Question
Given a non-empty array of integers, return the k most frequent elements.
Example 1:
Input: nums = [1,1,1,2,2,3], k = 2 Output: [1,2]
Example 2:
Input: nums = [1], k = 1 Output: [1]
Note:
- You may assume k is always valid, 1 ≤ k ≤ number of unique elements.

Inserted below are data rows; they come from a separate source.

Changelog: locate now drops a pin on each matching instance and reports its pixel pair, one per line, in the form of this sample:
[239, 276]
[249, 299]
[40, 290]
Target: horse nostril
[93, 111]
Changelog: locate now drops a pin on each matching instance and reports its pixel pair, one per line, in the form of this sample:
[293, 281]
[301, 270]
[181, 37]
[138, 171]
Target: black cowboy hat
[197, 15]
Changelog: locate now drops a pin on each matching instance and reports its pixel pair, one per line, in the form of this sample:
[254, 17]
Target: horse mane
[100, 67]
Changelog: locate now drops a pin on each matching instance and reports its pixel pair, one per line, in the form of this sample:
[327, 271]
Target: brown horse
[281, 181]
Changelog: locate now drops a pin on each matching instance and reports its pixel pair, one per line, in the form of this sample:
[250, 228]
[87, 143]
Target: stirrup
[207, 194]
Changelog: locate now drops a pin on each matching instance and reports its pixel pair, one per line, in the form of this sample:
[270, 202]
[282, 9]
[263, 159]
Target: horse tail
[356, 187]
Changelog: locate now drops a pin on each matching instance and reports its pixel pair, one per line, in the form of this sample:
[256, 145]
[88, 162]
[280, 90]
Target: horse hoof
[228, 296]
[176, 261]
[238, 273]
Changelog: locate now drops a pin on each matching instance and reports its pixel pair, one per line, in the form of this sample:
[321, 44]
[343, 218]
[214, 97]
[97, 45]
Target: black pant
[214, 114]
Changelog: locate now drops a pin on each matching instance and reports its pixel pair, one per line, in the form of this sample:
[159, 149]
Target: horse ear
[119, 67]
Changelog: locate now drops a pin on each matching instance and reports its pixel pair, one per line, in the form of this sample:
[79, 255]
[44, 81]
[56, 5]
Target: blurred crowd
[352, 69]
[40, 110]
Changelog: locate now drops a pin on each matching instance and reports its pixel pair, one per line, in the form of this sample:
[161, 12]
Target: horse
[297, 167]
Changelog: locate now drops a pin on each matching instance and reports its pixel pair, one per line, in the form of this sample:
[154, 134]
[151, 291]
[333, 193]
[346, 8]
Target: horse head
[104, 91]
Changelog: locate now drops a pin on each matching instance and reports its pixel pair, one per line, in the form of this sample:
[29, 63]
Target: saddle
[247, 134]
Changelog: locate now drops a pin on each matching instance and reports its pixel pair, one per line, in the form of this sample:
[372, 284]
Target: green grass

- Your algorithm's time complexity must be better than O(n log n), where n is the array's size.
Difficulty:Medium
Category:Bubble Sort
Analyze
Solution
Solution 1: 桶排序
// Bucket sort
// Runtime: 12ms > 99.14%
class Solution {
public:
vector<int> topKFrequent(vector<int>& nums, int k) {
vector<int> ans;
unordered_map<int, int> m_;
int max_freq = 1;
for (int& num : nums) max_freq = max(++m_[num], max_freq);
map<int, vector<int>> bucket;
for (auto& val : m_) bucket[val.second].emplace_back(val.first);
// Find the Top K frequent elements
for (int i = max_freq; i >= 1; --i) {
if (bucket.find(i) != bucket.end()) {
ans.insert(ans.end(), bucket[i].begin(), bucket[i].end());
if (ans.size() == k) return ans;
} else
continue;
}
return ans;
}
};
Solution 2: Quick Sort
// Bucket sort
// Runtime: 12ms > 99.14%
class Solution {
public:
vector<int> topKFrequent(vector<int>& nums, int k) {
vector<int> ans;
unordered_map<int, int> m_;
for (int& num : nums) ++m_[num];
priority_queue<pair<int, int>> q;
for (auto& val : m_) {
q.emplace(-val.second, val.first);
if (q.size() > k) q.pop();
}
// Find the Top K frequent elements
while (k--) {
ans.emplace_back(q.top().second);
q.pop();
}
return ans;
}
};